Turkmenistan’s President Gurbanguly Berdymukhamedov has made a major stride toward being enshrined sultan-for-life after the country’s token lawmakers approved major changes to the constitution.
Parliament and the Council of Elders at a joint session on September 14 waved through an increase of presidential terms from five to seven years and agreed to scrap the 70-year age limit for pretenders to the highest office in the land.
These fixes ensure that Berdymukhamedov, 59, will be able to remain in situ for as long as he pleases.
Speaking at the Council of Elders assembly, a gathering of town seniors from all across the country, Berdymukhamedov claimed that the amendments had been adopted at the request of the people.
The new constitution was “drafted by all our people on the basis of multiple suggestions from the country’s citizens, political parties, representatives of civic associations, state bodies, scientific organizations, lawyers and international experts,” he said.
Signing off on the new constitution, Berdymukhamedov said the revised document would give the country a new thrust of energy.
Berdymukhamedov, a dentist by training, came to power in late 2006 following the sudden death of Saparmurat Niyazov, who granted himself lifelong leader status in 1999. He was reelected to a five-year term with 97 percent of the vote in 2012.
The next presidential elections will take place in 2017 and involve participation of three political parties — the Democratic Party, the Agrarian Party, and the Industrialists and Entrepreneurs Party. All those parties are transparently bogus entities clumsily designed to convey the notion of a plurality that barely anybody accepts at face value.
All the same, Berdymukhamedov opined that the spirit of competition between parties would create a fresh mood in the country.
“I want more people to take part in the elections for the head of state,” he said. “This will ensure highly competitive elections, which will in turn ensure the further development of a political culture among all of society and in every citizen, enhancing the unity of the people and power, and create social cohesion along democratic principles.”

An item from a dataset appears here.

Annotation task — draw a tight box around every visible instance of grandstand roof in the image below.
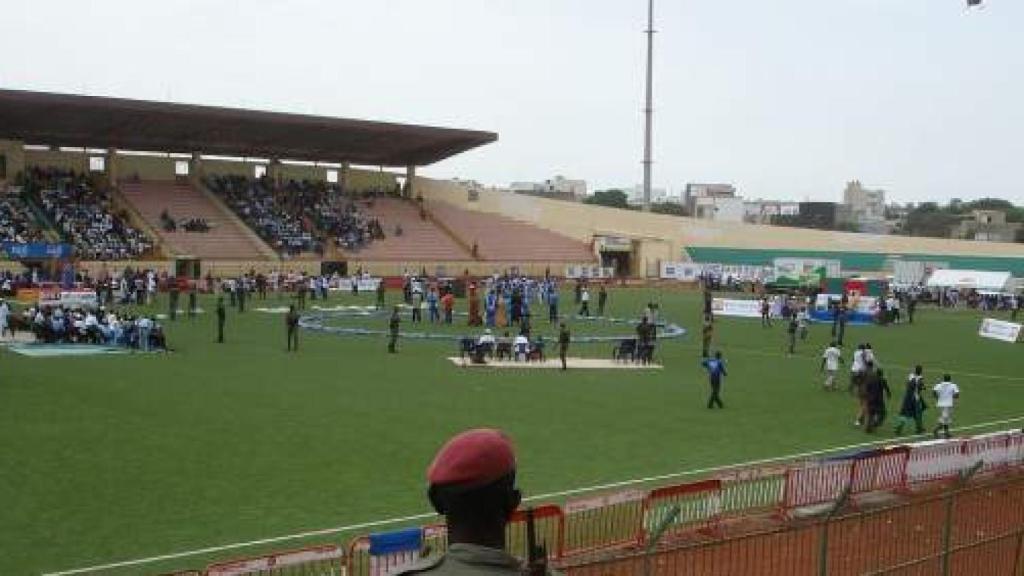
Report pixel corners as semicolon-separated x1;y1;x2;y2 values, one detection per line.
0;89;497;167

The flowery language is remarkable if only for the fact that while Berdymukhamedov nominally believes there are few more things more virtuous than democracy, in practice he is ruling over a deepening autocratic system mired in nebulous practices and sinking into potentially irreparable economic stagnation.
The cult of personality scaffold going up around the president becomes more absurd by the day and is threatening to equal the excesses of the late president Niyazov in its eccentricity.
Niyazov and Berdymukhamedov after him have managed to rare feat of squandering their country’s gargantuan wealth on a series of costly and utterly useless white elephants — the most egregious of which is the Awaza tourist complex on the Caspian Sea, which stringent visa regulations make it hard for all but the most determined foreign visitor to see. The most recent addition to the Awaza complex — a $100 million, palatial five-star hotel in the shape of a cruise ship — was unveiled last week by Berdymukhamedov amid great pomp, as the AFP reported.
Even amid such extravagance, the talk of belt-tightening continues apace. Some participants of the Council of Elders once again raised the suggestion of scrapping the generous state subsidies that underpin the social contract ensuring quiescence among the population.
The government has been going forward and backward on this one. The Council of Elders made the same suggestion — to abolish the free supply of electricity, cooking gas and water to the country’s households — at a meeting last September. It looked as though the proposal might go through, only for the authorities to seemingly lose their nerve.
Berdymukhamedov has also backed the idea. Not because Turkmenistan is suffering under the weight of overwhelming reliance on energy exports of decreasing value, massive debts to China, nonexistent foreign investment, and dismal state services across the board, from health to education and everything in between, of course. Instead, the president sees the stripping away of welfare as an essential precursor to a transition toward a market economy, which he claims to be pursuing.
Once again at this Council of Elders, Berdymukhamedov commented approvingly on the welfare suggestions but suggested officials study the matter further, perhaps out of concern that he could be too closely identified with what will doubtless be an unpopular policy when it is inevitably introduced.
Berdymukhamedov is like a dog with a bone these days with the benefits of the free market, a concept over which he appears to have as firm an understanding as he does over “democracy.”
It is this kind of cognitive confusion that leads the president to declare that Turkmenistan is pursuing both the development of a free market as well as a vigorous program of import substitution, a much-loved policy in isolated economic basket cases. Ostensibly, this twin approach is intended to diversify the economy and create employment in the productive sector, but since the appearance is that many enterprises tasked with implementing the import substitution agenda benefit from generous state support, not to speak of a virtual monopoly, the project threatens to end up as nothing more than another economic dead end.